Henri de Toulouse-Lautrec. Chocolat dansant dans un bar, 1900.
Depuis que l’art chinois en Angleterre et l’art japonais en France se répandaient à côté de l’art classique antique s’était ajouté l’art nègre. Le danseur Chocolat du Moulin-Rouge, que l’on retrouve dans plusieurs toiles ou affiches de Toulouse-Lautrec, annonçait la découverte de cet art du Bénin qui devait tant influencer Picasso et Braque. La musique nègre, venue de la Nouvelle-Orléans, insufflait à l’Europe son premier jazz. Tout cela, bien qu’admiré, bien qu’aimé, était mesuré à l’aulne des productions occidentales et se voyaient qualifié, de manière anthropocentrique, de primitif. Mais le primitif, c’était in à la Belle Époque. Les thèmes de Rousseau rejoignaient cet univers. La charmeuse de serpents aurait bien fait danser Chocolat sur ses airs de flûte à bec. Alors que ce dernier s’était intégré à la danse des Folies-Bergères, la charmeuse de serpent apparaissait avec ses trente nuances de vert où se côtoyaient plantes exotiques et plantes des zones tempérées. À côté de l’art Avant-gardiste, la musique, elle aussi, s’initiait à la modernité du XXe siècle. Claude Debussy (1862-1918), en adaptant le poème de Mallarmé avec son Prélude à l’après-midi d’un faune en 1894, participait à la création de l’Avant-garde musical. Debussy, c’était le rejet de tous les conformismes en musique. La Mer renou-
velait la forme sympho-
nique; Jeux la musique pour ballet, Pelléas et Mélisandre l’opéra, tandis qu’il inscrivait la musique de chambre dans un impressionnisme inspiré : «Claude Debussy occupe ici une place prépondérante.

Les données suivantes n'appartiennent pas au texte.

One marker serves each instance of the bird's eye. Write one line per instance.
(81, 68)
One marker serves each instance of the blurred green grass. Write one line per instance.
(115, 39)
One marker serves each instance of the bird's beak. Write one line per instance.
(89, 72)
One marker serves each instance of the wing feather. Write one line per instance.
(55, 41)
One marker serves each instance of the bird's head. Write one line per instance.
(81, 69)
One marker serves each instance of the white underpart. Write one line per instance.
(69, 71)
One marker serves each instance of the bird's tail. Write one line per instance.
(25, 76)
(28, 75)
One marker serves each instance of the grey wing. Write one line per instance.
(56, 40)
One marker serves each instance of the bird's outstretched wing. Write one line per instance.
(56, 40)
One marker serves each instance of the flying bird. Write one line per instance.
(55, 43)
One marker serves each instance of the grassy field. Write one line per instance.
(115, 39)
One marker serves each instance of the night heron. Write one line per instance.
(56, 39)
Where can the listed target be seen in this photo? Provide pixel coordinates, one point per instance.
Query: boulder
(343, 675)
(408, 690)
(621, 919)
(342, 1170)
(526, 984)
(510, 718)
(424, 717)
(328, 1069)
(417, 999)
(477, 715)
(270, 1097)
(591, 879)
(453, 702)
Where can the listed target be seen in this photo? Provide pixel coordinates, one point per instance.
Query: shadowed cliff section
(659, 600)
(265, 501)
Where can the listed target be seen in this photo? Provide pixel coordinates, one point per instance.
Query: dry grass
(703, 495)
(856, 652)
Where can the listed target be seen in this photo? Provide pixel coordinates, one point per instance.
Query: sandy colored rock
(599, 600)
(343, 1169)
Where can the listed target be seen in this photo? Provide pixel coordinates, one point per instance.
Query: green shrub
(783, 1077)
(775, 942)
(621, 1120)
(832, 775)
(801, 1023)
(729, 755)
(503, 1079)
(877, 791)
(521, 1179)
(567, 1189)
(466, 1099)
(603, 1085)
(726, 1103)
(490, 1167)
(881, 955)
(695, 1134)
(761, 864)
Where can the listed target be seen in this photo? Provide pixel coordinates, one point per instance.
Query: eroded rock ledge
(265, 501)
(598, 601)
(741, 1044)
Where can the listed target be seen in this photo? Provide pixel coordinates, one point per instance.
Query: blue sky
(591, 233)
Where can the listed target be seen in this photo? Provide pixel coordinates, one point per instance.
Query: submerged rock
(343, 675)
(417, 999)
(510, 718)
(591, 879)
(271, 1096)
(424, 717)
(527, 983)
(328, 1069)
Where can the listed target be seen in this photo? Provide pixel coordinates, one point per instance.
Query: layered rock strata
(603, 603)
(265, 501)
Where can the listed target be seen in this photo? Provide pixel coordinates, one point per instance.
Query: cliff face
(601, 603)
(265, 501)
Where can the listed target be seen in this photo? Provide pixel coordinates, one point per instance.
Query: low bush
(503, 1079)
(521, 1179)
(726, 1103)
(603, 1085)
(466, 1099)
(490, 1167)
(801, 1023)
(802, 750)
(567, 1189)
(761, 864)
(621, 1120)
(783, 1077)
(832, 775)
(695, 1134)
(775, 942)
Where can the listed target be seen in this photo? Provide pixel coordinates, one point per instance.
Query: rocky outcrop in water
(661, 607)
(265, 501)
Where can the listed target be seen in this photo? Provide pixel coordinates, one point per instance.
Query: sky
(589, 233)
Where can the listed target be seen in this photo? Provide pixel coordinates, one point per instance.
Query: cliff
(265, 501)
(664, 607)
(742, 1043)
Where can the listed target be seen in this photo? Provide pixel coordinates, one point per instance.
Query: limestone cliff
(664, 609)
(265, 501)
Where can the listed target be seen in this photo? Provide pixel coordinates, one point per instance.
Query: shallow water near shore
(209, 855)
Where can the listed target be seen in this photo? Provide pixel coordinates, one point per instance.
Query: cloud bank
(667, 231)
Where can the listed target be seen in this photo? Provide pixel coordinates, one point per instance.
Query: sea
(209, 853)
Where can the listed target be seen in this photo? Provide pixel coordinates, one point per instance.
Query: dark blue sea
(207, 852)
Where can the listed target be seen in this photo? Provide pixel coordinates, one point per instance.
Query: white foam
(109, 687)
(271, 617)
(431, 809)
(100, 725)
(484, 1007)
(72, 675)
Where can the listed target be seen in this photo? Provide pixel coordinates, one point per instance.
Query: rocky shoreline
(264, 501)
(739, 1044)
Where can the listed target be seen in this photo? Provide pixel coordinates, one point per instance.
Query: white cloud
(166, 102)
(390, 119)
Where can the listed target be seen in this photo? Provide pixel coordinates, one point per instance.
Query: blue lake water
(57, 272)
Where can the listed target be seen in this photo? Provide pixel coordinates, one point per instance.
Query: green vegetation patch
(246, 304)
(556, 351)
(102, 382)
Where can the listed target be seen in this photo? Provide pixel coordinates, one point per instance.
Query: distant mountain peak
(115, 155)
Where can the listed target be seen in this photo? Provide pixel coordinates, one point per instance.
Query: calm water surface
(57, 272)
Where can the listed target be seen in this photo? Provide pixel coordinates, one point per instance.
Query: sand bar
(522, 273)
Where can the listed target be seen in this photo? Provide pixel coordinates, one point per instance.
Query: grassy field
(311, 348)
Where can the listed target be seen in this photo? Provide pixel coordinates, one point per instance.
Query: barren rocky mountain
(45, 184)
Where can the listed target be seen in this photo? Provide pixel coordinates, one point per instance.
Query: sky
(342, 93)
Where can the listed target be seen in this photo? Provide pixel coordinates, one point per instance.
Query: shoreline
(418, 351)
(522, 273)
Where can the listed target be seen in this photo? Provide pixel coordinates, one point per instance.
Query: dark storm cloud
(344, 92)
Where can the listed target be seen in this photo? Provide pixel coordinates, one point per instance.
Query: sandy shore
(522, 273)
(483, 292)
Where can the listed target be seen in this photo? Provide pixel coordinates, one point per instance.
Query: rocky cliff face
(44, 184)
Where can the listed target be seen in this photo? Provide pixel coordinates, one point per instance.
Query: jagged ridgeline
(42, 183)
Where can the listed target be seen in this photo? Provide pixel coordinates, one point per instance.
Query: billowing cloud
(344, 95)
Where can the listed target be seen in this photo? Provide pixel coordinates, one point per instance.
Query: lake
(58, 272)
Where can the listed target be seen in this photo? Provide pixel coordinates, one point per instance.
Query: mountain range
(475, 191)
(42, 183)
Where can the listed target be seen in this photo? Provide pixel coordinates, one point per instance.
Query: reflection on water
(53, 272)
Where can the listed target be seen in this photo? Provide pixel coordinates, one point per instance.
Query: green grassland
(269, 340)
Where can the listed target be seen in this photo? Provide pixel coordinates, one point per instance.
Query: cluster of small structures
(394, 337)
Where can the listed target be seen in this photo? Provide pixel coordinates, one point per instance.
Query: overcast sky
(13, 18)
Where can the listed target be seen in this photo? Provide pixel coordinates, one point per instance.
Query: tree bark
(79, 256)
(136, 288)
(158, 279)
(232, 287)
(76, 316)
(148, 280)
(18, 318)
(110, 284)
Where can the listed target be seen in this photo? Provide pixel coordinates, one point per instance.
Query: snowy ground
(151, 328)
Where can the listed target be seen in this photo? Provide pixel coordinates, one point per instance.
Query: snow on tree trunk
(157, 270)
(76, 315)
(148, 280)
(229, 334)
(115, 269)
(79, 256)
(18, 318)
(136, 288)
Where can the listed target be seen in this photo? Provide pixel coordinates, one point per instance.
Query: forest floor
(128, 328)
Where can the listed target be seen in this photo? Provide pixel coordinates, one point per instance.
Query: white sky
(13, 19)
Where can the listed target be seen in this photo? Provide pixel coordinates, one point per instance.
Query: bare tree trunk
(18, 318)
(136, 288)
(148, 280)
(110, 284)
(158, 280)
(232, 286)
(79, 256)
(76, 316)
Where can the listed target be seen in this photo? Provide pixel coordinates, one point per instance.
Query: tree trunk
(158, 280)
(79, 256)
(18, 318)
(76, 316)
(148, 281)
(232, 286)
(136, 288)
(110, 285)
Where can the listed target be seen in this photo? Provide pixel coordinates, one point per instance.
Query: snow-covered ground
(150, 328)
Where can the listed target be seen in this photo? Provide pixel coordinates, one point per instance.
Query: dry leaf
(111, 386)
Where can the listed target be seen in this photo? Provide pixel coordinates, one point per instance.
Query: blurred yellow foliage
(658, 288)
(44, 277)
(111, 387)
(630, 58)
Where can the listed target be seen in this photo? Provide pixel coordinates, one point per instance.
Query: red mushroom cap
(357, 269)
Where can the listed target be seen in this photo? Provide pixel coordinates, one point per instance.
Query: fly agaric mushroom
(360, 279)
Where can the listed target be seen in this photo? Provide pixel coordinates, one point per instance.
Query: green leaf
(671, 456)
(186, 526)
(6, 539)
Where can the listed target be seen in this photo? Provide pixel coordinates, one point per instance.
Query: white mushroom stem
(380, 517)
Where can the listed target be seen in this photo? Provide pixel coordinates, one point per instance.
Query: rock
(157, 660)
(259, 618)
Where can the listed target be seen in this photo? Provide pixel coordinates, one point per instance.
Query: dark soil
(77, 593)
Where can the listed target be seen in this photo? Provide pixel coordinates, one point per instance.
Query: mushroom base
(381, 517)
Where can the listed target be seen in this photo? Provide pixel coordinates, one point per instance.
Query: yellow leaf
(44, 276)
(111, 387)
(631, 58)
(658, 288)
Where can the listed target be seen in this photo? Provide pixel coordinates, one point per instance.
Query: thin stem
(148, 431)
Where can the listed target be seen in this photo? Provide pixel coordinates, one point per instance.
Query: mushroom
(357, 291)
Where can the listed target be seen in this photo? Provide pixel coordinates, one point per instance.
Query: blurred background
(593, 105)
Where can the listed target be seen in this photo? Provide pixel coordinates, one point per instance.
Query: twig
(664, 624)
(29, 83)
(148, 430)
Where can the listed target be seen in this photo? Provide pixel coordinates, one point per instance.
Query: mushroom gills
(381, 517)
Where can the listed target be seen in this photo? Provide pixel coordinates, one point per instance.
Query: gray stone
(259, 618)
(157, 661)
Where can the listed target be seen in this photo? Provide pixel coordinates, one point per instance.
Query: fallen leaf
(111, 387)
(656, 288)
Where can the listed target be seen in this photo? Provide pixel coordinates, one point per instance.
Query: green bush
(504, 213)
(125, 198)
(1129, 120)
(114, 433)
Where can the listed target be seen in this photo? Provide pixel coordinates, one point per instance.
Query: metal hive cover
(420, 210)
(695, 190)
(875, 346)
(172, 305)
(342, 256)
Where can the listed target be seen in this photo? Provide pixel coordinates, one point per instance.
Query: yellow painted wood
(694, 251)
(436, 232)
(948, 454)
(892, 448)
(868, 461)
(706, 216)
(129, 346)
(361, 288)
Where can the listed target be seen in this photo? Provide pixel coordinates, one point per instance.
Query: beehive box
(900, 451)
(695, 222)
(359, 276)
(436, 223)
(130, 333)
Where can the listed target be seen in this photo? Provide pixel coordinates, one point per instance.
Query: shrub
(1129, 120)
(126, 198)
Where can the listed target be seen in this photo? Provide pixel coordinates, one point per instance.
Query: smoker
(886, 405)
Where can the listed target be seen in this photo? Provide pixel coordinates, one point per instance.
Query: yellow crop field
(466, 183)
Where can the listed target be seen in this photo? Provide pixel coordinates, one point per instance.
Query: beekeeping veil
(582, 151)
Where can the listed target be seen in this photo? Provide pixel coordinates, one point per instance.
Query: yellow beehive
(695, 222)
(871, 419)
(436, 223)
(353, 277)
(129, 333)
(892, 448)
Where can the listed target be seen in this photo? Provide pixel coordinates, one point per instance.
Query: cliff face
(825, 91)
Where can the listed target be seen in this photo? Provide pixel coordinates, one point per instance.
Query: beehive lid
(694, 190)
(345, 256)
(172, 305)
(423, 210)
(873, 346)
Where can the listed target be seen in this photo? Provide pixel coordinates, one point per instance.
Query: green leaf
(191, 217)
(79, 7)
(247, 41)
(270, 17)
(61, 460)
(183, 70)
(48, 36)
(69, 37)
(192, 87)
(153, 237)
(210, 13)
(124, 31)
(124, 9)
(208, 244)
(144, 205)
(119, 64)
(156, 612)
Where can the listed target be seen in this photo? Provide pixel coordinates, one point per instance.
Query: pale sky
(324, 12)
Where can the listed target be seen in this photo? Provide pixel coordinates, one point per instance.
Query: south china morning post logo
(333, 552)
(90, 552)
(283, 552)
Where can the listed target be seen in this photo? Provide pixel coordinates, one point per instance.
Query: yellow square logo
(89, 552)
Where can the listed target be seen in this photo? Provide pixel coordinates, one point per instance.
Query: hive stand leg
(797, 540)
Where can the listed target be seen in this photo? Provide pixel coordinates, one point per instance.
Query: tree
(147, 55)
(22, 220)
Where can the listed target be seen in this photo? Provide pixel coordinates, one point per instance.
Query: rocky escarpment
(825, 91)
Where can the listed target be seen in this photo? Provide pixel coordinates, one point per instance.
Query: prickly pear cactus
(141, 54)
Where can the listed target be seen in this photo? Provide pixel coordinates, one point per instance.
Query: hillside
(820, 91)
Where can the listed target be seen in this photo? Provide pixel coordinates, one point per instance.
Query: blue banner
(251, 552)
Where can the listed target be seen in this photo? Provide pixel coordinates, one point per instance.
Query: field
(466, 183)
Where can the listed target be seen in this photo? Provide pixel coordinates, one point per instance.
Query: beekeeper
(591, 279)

Ce n’est pas par un effet de hasard qu’il joua Quartet en sol mineur et La Demoiselle élue, - titre inspiré du poème de Rossetti The Blessed Damozel - à l’ouverture de la première exposition de la “Libre Esthétique” à Bruxelles, en 1894. Il mit aussi en musique L’Après-midi d’un faune de Mallarmé et Pelléas et Mélisandre de Maeterlinck. Il écrit Images pour piano, et nous sommes en droit de voir un lien entre l’Art Nouveau et sa musique, bien qu’il soit nécessaire d’être prudent, et de ne pas aller trop loin dans ce sens. Mais les œuvres de Debussy réalisent certainement l’idéal wagnérien de la fusion des arts, et Edward Lockspeiser voit sa sensibilité musicale et artistique à ce stade comme un reflet évident de l’Art Nouveau. La conception de la mélodie en arabesque était la contrepartie musicale des théories de l’époque. Debussy dit lui-même dans la Revue Blanche (mai 1900), que “l’arabesque musicale ou encore le principe de l’ornement est à la base de toute forme d’art”. Il pense alors surtout aux entrelacs se terminant par un puissant mouvement contraire. Le musicien recherchait le rythme ornemental des beaux-arts, et l’artiste de son côté s’essayait à la forme abstraite de la musique».[72] À peine trois décennies après Wagner, le monde musical occidental était passé à tout autre chose.

Léon Baskt. Prélude à l'après-midi d'un faune dansé par Ninjiski. 29 mai 1912.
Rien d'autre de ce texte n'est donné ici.